Cuando creíamos que iba a reírse de alegría, de pronto se echó a llorar. Pero sus lágrimas eran, indudablemente, de gozo, no pudo contenerse.
—¡Mucho ánimo! —le dijo la profesora—. Tiene usted motivos para alegrarse y no llorar. ¿No ve que hace llorar también a su hija? Bueno, en total, que está usted contento, ¿no es así?

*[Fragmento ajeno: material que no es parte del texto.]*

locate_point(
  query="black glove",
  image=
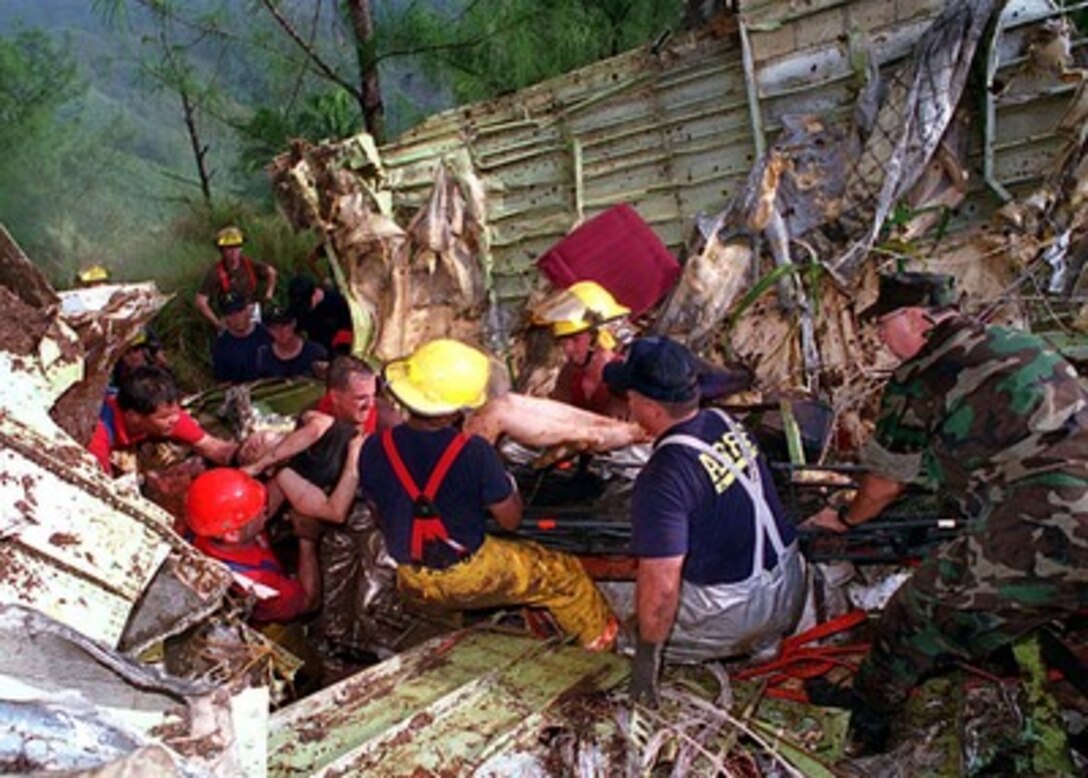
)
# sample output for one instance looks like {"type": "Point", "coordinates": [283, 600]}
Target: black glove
{"type": "Point", "coordinates": [644, 671]}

El jardinero estrechó fuertemente la mano de la profesora y se la besó dos o tres veces, diciendo:
—Gracias, gracias, muchas gracias, señora maestra, y perdone que no sepa decirle otra cosa.
—Además de hablar —repuso la profesora— su hija sabe escribir, hacer cuentas; conoce el nombre de los objetos corrientes. Sabe algo de historia y de geografía. Ahora está en la clase normal. Cuando haya cursado los otros dos años, sabrá mucho, mucho más. Saldrá de aquí en condiciones de ejercer una profesión. Ya tenemos sordomudos colocados en comercios que sirven a los clientes y cumplen tan bien como los demás.
El jardinero quedó todavía más sorprendido que antes. Parecía que de nuevo se le confundían las ideas. Miró a su hija y se rascó la frente. Por su expresión, deseaba más explicaciones.
La profesora se dirigió entonces al empleado y le dijo:
—Llame a una niña de la clase de preparatorio.
El hombre volvió poco después con una sordomuda de unos ocho o nueve años, que hacía poco había ingresado en el colegio.